Maduro's government suspended the conversations after its envoy Alex Saab was extradited to the United States from Cape Verde on Saturday on money laundering charges.
"We urge our counterpart to restart as soon as possible the session in Mexico to produce the necessary agreements," said Gerardo Blyde, speaking from Mexico City.
The two sides are seeking a solution to Venezuela's extended social and economic crisis, which has plunged a majority of its population into poverty and sent millions abroad looking for opportunities.
Socialist party legislator Jorge Rodriguez, who heads the government's negotiating team, said late on Saturday the Venezuelan government would not attend the talks https://www.reuters.com/world/americas/maduro-envoy-alex-saab-extradited-us-cape-verde-radio-2021-10-16, which were set to resume on Sunday.
The Venezuelan government in September named Saab - who was arrested in June 2020 when his plane stopped in Cape Verde to refuel - as a member of its negotiating team.
The U.S. Justice Department charged Saab in 2019 in connection with a bribery scheme to take advantage of Venezuela's state-controlled exchange rate.
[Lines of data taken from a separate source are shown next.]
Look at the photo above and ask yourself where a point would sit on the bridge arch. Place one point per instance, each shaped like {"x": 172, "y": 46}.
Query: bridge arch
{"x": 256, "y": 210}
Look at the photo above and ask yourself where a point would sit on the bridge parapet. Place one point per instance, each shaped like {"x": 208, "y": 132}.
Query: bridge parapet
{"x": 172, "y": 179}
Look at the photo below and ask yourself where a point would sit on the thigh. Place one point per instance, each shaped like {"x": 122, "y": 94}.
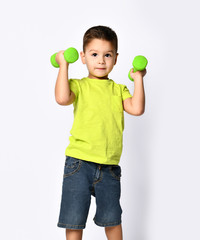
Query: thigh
{"x": 76, "y": 196}
{"x": 108, "y": 192}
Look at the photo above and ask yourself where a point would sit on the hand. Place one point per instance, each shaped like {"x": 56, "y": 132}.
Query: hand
{"x": 138, "y": 74}
{"x": 60, "y": 58}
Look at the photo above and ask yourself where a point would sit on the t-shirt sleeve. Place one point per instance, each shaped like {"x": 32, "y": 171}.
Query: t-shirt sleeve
{"x": 74, "y": 86}
{"x": 125, "y": 92}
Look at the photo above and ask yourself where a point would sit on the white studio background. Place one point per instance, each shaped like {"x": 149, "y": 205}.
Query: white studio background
{"x": 160, "y": 161}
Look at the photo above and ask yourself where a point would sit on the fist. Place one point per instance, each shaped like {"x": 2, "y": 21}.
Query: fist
{"x": 60, "y": 58}
{"x": 138, "y": 74}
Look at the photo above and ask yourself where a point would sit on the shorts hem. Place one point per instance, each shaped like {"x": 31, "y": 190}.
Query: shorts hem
{"x": 70, "y": 226}
{"x": 107, "y": 224}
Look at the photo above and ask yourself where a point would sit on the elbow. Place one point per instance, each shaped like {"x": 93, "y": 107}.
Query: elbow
{"x": 61, "y": 101}
{"x": 138, "y": 112}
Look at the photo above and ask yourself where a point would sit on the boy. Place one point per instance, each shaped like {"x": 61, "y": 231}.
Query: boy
{"x": 92, "y": 157}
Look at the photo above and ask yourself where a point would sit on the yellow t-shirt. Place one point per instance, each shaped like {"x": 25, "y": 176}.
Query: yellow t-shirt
{"x": 97, "y": 131}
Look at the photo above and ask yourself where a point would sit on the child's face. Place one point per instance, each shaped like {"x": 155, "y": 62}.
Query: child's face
{"x": 100, "y": 58}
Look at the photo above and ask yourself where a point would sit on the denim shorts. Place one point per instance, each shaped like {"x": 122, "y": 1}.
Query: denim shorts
{"x": 83, "y": 179}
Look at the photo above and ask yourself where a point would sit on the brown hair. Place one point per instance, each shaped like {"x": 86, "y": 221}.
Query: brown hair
{"x": 100, "y": 32}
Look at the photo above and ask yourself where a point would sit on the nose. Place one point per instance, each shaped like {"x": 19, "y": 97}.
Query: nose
{"x": 101, "y": 60}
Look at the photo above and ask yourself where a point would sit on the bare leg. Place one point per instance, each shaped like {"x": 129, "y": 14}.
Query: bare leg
{"x": 72, "y": 234}
{"x": 114, "y": 233}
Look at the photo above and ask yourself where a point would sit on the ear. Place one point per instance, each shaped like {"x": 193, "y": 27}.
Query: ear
{"x": 116, "y": 58}
{"x": 82, "y": 54}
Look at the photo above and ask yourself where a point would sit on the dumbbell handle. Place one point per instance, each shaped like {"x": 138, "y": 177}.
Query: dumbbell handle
{"x": 70, "y": 55}
{"x": 139, "y": 64}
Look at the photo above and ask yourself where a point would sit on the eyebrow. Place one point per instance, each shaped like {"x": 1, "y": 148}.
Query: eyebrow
{"x": 97, "y": 50}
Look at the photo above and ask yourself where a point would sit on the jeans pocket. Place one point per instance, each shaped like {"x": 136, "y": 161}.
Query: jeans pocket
{"x": 72, "y": 165}
{"x": 115, "y": 171}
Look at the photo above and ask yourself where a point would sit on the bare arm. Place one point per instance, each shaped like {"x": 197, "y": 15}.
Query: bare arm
{"x": 136, "y": 104}
{"x": 63, "y": 94}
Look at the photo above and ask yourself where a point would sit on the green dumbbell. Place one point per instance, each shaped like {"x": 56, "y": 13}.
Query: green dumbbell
{"x": 70, "y": 55}
{"x": 139, "y": 64}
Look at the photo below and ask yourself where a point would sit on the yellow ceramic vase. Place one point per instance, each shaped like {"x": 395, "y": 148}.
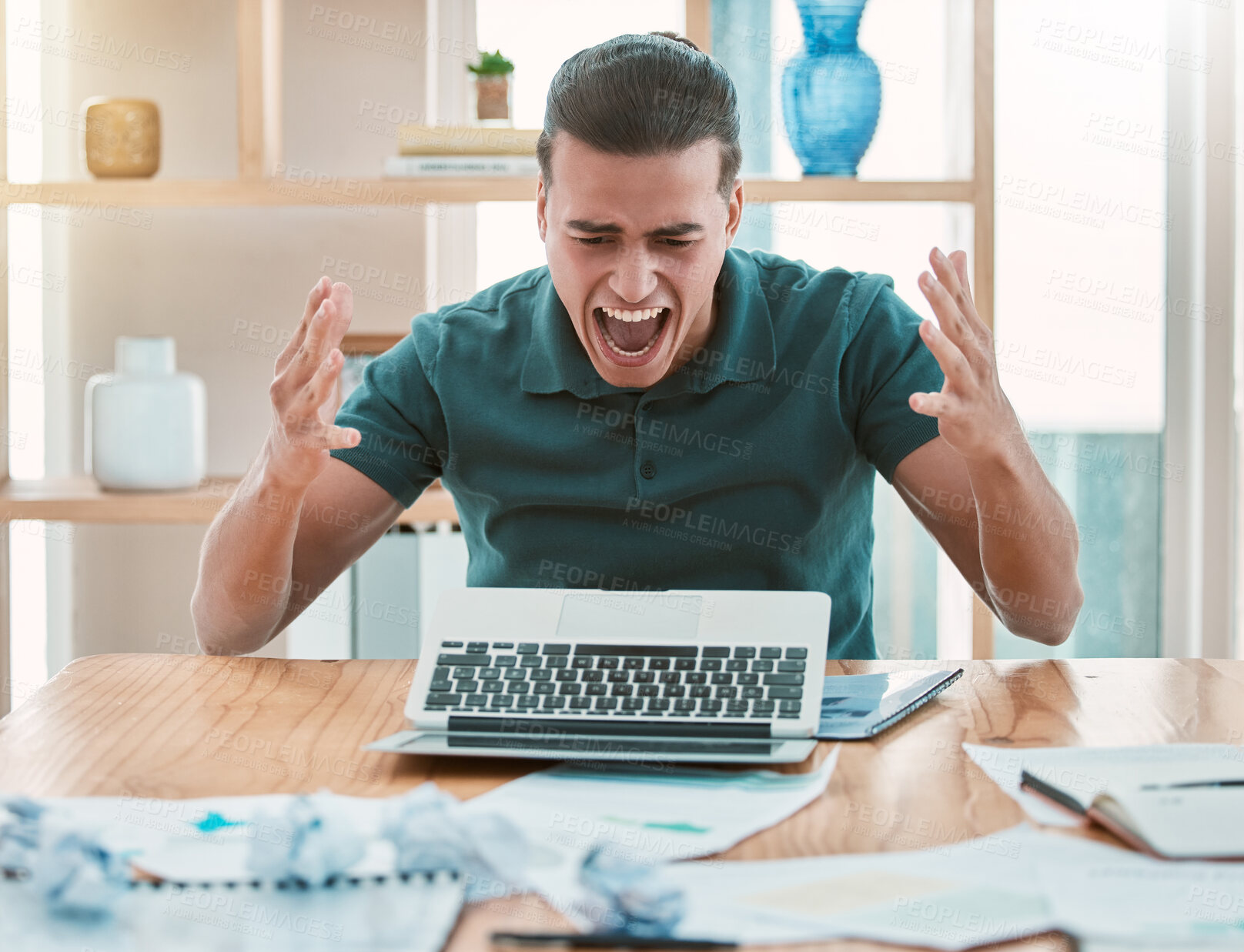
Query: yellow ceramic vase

The United States also sanctioned him for allegedly orchestrating a corruption network that allowed Saab and Venezuelan President Nicolas Maduro to profit from a state-run food subsidy program.
Saab is expected to make his initial court appearance on Monday in U.S. District Court for the Southern District of Florida.
The Venezuelan government said the suspension was a protest against what it called "brutal aggression" against Saab.
Hours after Saab's extradition, Venezuela revoked the house arrest of six former executives of refiner Citgo, a U.S. subsidiary of state oil company PDVSA.
The former Citgo executives, who were arrested in November 2017 after being summoned to a meeting at PDVSA headquarters in Caracas, were taken from their homes to one of the headquarters of the intelligence police.